The cage décor should consist of several branches to climb up and plenty of foliage for when you Chameleon wants to take cover and this will also help it to alleviate stress. It is advisable to only use artificial plants. The reason being is that some live plants are poisonous and may also carry harmful bacteria. The maintenance of a vivarium with live plants will require a lot of time in order to change the soil on a regular basis to make sure it isn’t harbouring any harmful bacteria and also to disinfect where the plant has been sited. You won’t need a water dish as they won’t drink from a standing water supply. You may not need a feeding dish as you can release the crickets and locusts into the enclosure and let the Chameleon search for its own food. Again this is a realistic and natural reflection of what life would be like in the wild.
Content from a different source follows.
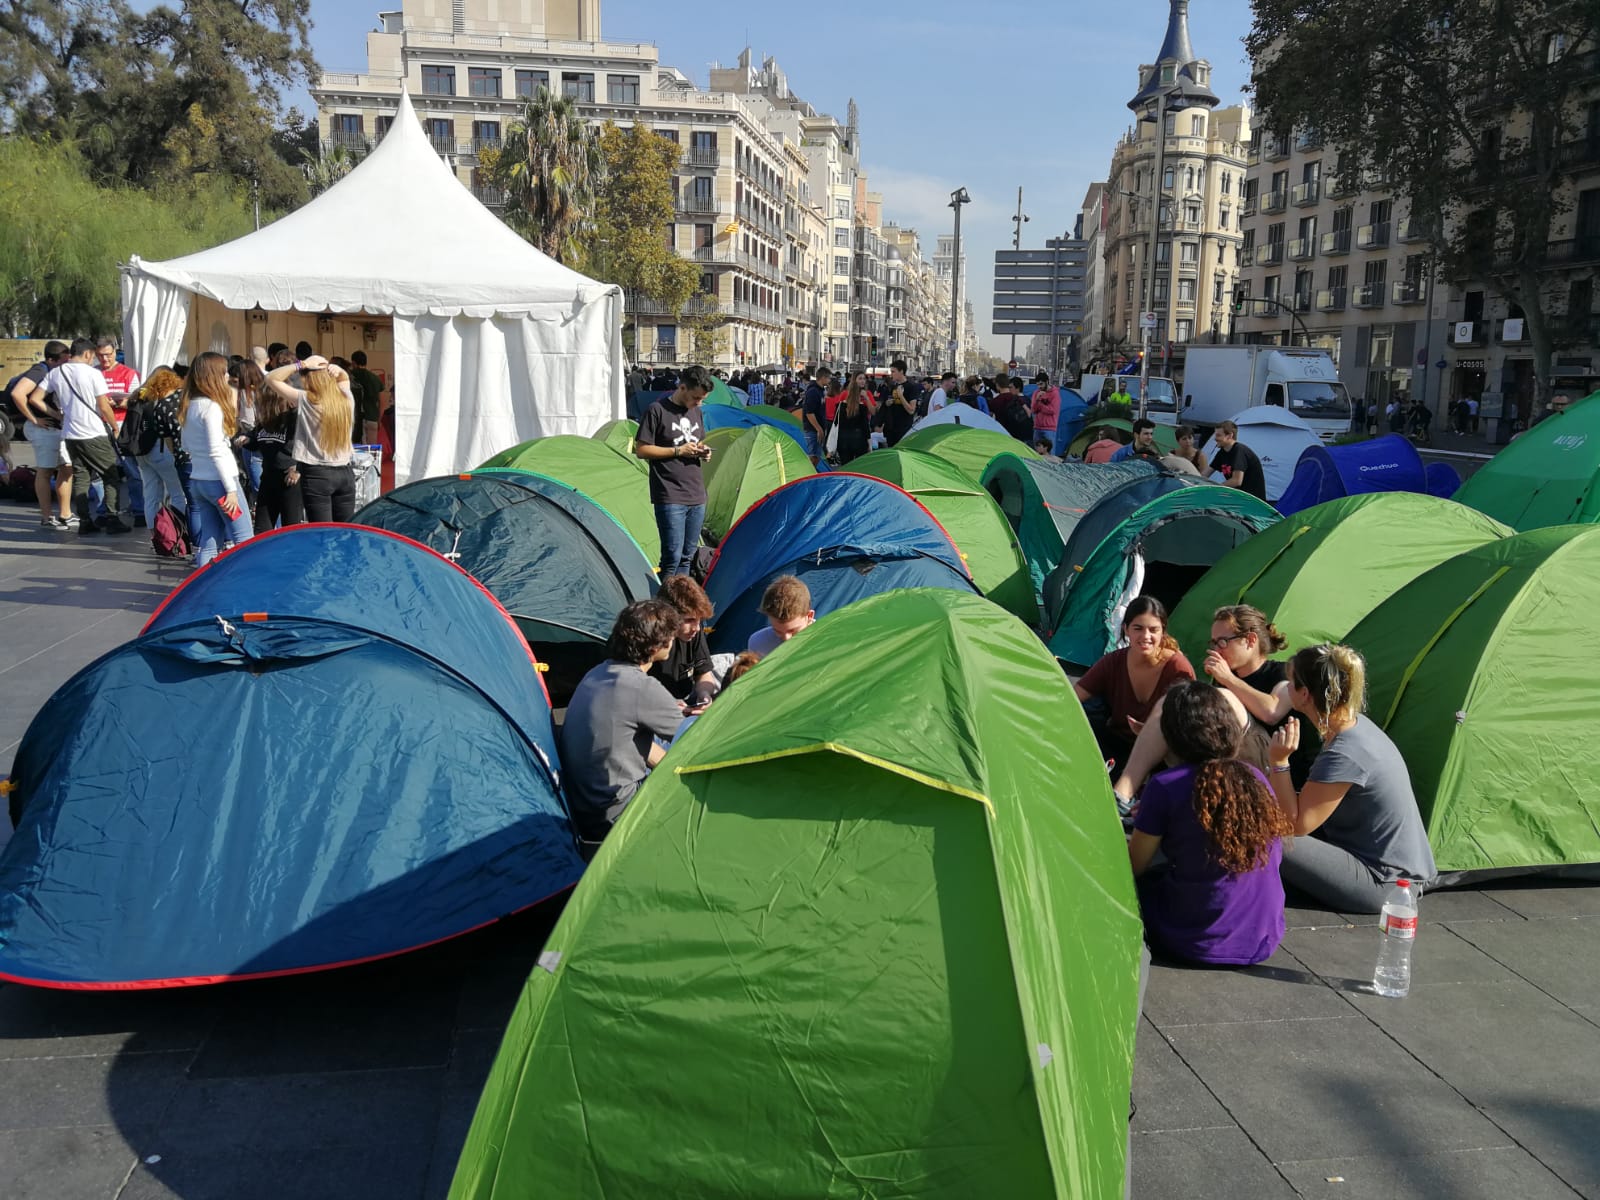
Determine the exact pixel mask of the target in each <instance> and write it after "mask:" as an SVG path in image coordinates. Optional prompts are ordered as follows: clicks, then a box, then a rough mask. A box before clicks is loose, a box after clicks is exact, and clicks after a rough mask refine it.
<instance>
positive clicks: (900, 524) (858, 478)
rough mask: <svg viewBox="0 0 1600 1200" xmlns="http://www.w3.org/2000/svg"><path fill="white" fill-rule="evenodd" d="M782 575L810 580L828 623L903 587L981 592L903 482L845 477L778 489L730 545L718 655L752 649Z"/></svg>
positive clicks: (723, 572)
Some people may choose to use a mealworm dish so that they can’t burrow into the substrate.
Diet
Crickets, locusts, mealworms, waxworms, cockroaches and grass-hoppers are all suitable foods for a Chameleon. As with the majority of other reptiles, using a calcium dusting powder is highly recommended and this will supplement their diet and provide them with not only calcium but also D3. Another good way of giving your Chameleon plenty of goodness is gut-loading. This is achieved by feeding the bugs with things such as kale, melon, apple, orange, bran and many more foods. It is a good idea to gut-load the bugs about 3 days before they are due to be offered as prey. As Chameleons won’t drink from standing water you should provide them with moving water. One way to achieve this is by using a dripper which will drip water onto the leaves of the plants in the vivarium. Waterfalls can be used as long as they are cleaned regularly in order to deal with any bacteria. Another essential exercise when keeping a Chameleon is to spray the enclosure. By doing this it will offer another form of water and also create good levels of humidity. Be sure not to spray the reptile directly though as it will take exception to it.